Bukan Sekadar Ritual, Makna Kurban dari Kacamata Mereka yang Tak Terlihat
- ist
VIVA – Idul Adha selalu jadi momen penuh makna. Setiap tahunnya, kita menyaksikan semangat berkurban hadir dalam bentuk hewan ternak, masjid-masjid ramai, dan antrean panjang pembagian daging. Namun di balik hiruk-pikuk itu, ada sisi lain dari Idul Adha yang jarang disorot — kisah dari mereka yang tak selalu punya kesempatan untuk ikut serta, bukan karena kurang niat, tapi karena realita kehidupan yang keras.

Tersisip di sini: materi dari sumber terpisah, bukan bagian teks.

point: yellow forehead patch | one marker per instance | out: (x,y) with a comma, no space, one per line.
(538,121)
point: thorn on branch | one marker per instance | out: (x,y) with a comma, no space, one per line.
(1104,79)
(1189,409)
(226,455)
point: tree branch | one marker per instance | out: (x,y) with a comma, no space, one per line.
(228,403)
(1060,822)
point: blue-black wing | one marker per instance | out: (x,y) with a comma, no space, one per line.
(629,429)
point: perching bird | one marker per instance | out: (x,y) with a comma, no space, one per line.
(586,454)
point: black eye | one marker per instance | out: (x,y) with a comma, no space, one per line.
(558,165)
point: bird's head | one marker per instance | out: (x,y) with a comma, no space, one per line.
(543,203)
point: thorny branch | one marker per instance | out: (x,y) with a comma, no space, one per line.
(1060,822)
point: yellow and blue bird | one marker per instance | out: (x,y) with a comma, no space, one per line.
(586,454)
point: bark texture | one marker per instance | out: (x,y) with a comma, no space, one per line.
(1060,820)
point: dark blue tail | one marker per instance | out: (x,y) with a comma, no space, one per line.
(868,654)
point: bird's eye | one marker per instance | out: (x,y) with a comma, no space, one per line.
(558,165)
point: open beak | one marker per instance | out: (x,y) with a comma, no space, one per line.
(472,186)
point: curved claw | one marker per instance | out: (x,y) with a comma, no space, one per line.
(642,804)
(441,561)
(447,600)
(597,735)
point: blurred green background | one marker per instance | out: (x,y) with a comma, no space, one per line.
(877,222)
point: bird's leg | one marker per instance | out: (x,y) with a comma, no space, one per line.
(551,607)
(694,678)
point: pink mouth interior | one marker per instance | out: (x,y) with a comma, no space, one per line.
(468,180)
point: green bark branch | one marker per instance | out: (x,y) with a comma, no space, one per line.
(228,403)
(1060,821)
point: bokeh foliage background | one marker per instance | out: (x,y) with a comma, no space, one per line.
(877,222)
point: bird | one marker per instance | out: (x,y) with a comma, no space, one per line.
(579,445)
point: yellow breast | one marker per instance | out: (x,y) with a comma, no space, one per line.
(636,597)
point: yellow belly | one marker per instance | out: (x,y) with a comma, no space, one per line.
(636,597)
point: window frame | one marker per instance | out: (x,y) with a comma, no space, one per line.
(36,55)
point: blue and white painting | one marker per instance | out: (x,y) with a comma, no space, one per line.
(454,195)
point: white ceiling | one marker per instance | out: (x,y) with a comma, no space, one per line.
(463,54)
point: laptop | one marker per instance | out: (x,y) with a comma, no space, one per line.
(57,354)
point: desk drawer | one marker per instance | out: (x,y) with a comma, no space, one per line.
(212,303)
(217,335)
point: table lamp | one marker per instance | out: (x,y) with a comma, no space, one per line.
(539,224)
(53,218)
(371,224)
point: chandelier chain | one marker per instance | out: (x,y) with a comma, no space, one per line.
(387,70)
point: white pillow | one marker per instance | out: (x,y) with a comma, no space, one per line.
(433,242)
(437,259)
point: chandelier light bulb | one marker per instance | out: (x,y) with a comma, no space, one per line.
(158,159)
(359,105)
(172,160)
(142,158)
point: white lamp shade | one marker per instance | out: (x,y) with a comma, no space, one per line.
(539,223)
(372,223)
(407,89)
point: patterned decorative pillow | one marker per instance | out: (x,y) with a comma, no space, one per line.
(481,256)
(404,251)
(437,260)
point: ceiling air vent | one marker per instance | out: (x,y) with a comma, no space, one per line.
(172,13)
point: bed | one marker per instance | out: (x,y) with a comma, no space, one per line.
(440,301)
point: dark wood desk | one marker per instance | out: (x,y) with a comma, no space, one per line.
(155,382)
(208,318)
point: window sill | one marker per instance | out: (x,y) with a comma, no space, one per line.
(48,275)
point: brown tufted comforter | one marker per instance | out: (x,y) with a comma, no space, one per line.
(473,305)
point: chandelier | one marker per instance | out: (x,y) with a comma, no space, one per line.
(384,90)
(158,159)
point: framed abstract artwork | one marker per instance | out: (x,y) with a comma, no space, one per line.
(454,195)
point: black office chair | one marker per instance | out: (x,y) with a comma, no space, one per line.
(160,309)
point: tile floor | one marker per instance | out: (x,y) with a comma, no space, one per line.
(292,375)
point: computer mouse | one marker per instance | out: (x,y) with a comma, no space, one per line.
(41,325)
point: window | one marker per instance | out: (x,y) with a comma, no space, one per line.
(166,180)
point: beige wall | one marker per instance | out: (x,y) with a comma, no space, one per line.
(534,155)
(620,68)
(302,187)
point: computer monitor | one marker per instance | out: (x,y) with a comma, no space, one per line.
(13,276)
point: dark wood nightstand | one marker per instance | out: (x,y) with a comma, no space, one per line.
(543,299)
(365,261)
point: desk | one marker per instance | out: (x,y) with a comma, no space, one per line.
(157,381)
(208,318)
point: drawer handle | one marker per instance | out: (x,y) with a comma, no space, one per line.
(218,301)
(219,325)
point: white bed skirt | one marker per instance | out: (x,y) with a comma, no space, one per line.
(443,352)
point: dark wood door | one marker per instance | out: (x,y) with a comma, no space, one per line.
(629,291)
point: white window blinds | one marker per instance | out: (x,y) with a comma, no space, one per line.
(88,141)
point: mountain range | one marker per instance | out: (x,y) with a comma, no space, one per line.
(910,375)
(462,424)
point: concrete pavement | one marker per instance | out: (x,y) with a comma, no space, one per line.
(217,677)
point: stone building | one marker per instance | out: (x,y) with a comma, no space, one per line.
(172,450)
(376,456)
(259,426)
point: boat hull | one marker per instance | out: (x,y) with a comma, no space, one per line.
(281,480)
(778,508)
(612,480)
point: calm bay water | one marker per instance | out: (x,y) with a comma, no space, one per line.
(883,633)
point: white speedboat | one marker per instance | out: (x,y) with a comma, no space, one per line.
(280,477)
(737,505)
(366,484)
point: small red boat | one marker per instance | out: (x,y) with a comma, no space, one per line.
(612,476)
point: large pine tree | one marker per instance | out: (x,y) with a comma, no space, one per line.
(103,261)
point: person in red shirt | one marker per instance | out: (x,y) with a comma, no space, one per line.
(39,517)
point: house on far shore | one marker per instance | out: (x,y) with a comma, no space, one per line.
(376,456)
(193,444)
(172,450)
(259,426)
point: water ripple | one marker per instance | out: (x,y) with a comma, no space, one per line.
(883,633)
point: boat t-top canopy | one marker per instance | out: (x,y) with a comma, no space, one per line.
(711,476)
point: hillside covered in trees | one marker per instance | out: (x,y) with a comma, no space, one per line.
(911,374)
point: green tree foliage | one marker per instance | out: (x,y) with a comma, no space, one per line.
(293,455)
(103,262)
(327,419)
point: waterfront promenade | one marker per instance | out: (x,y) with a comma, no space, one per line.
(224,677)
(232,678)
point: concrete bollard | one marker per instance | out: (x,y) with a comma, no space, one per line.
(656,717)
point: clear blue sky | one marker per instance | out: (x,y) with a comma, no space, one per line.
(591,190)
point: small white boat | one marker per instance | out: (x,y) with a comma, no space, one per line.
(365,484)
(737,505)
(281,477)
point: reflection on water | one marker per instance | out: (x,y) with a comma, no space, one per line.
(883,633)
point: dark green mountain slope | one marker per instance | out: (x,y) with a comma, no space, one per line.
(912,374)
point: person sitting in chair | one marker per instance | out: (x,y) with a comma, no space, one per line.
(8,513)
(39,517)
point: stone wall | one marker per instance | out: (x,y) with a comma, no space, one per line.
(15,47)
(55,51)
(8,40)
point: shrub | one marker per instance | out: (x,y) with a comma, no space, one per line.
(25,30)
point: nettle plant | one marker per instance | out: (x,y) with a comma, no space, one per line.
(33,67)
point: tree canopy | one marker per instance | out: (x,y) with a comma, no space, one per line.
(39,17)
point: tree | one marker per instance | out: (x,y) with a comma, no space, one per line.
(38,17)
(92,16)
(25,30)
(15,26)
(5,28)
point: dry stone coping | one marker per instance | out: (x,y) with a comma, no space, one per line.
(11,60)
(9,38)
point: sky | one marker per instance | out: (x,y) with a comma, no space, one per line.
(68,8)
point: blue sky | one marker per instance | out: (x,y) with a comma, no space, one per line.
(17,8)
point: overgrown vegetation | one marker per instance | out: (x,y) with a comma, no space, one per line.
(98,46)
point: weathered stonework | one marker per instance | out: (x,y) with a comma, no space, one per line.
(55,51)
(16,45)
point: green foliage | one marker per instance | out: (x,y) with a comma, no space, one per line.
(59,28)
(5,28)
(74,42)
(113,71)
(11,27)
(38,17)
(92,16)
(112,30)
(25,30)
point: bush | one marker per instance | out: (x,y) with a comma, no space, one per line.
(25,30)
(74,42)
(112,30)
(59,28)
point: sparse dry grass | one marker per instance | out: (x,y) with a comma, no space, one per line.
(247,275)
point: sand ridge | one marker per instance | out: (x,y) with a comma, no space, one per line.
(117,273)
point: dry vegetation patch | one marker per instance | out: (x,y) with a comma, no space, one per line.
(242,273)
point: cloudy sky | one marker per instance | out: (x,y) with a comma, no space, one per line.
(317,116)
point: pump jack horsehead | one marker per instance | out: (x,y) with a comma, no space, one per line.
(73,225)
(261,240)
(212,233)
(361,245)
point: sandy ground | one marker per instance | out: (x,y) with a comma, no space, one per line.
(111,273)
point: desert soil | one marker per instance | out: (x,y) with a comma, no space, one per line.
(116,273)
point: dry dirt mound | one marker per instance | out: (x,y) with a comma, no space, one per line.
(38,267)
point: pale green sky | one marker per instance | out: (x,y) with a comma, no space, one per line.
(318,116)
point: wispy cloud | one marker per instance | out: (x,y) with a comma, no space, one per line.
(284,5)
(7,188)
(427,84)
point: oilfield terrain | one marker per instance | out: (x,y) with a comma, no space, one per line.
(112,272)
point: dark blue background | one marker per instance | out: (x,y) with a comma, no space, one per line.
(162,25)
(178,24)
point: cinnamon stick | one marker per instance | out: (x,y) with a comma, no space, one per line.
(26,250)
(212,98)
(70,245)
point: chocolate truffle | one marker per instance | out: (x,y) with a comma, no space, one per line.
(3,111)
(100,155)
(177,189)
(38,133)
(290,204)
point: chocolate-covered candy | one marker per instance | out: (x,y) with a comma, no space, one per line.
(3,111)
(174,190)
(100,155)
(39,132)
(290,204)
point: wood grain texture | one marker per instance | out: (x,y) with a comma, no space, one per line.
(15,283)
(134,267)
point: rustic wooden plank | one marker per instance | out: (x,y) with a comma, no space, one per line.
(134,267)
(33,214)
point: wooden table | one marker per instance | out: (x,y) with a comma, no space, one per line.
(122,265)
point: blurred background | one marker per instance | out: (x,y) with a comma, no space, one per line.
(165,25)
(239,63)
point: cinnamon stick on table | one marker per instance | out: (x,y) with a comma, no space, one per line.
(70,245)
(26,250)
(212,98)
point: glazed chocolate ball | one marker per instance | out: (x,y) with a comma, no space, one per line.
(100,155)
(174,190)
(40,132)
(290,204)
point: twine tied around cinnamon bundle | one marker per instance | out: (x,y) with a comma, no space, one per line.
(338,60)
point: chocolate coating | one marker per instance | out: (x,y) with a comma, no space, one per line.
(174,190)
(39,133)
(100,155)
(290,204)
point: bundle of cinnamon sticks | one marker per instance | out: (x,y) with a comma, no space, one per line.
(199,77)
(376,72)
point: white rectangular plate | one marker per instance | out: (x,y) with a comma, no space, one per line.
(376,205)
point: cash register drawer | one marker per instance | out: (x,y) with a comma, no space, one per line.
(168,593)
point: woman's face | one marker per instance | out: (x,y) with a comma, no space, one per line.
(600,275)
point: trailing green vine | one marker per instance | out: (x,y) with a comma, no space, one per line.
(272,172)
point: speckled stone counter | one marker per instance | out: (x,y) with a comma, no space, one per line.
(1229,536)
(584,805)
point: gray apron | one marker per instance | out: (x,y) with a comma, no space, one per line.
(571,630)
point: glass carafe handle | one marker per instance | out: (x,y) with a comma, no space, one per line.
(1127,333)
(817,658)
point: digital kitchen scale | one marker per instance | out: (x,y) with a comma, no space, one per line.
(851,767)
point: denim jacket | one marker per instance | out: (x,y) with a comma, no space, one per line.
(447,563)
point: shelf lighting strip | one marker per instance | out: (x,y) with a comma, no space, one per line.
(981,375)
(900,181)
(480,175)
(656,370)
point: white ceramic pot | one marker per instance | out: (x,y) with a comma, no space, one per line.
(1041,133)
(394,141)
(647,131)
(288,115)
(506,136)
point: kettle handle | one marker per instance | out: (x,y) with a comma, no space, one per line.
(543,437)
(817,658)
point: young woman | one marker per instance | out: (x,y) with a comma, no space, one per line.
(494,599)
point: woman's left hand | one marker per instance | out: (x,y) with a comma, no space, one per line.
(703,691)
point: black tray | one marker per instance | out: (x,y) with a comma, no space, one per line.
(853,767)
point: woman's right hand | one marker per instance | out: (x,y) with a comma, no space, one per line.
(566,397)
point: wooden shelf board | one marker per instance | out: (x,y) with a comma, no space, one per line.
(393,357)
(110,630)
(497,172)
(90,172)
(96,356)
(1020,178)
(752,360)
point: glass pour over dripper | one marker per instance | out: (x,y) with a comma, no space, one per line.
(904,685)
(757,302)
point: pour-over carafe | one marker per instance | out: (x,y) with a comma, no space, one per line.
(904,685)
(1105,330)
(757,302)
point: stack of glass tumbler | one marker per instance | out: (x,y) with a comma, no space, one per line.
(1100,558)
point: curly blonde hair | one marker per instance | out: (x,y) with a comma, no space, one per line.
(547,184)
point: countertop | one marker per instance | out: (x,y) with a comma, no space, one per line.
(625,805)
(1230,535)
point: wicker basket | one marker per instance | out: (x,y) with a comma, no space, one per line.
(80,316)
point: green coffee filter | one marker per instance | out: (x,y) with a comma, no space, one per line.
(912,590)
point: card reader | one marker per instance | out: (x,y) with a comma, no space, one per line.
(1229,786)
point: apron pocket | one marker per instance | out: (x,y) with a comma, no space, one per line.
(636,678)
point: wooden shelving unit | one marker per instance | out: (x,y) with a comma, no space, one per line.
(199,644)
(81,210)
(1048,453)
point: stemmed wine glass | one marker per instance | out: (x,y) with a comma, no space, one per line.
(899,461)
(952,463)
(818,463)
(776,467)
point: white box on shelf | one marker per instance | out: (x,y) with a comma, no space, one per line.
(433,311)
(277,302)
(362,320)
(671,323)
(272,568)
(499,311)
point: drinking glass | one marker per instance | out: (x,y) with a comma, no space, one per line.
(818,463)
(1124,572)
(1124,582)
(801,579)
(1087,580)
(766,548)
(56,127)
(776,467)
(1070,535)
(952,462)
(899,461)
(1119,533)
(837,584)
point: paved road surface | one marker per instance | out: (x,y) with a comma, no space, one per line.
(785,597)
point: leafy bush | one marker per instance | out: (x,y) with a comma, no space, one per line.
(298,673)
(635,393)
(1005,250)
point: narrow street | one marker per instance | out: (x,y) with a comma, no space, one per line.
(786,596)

Adalah seorang penjual ketupat di pasar tradisional Pasar Minggu, Jakarta, yang tahun ini kisahnya menyentuh banyak hati. Ia dikenal sebagai sosok yang rajin, sederhana, dan setia mencari nafkah demi keluarganya. Namun Idul Adha kali ini terasa berbeda untuknya. Bukan karena kemeriahan atau ramainya pembeli, tapi karena sebuah kejutan yang datang dari arah yang tak disangka.
Brand minyak balur herbal Kutus Kutus, yang biasanya dikenal lewat gaya hidup sehat dan alami, menunjukkan sisi lain dari misinya. Dalam rangka menyambut Hari Raya Idul Adha, mereka melakukan sebuah aksi sosial yang sangat bermakna: memberikan seekor kambing kurban kepada penjual ketupat tersebut — seseorang yang sejatinya ingin ikut berkurban, namun belum memiliki cukup rezeki untuk melakukannya.
Momen ini berlangsung hangat, bahkan haru. Tidak ada panggung megah atau sorotan kamera berlebihan. Hanya ada satu pesan yang sangat kuat: bahwa semangat Idul Adha tak mengenal batas sosial. Semua orang layak merasakan makna berbagi.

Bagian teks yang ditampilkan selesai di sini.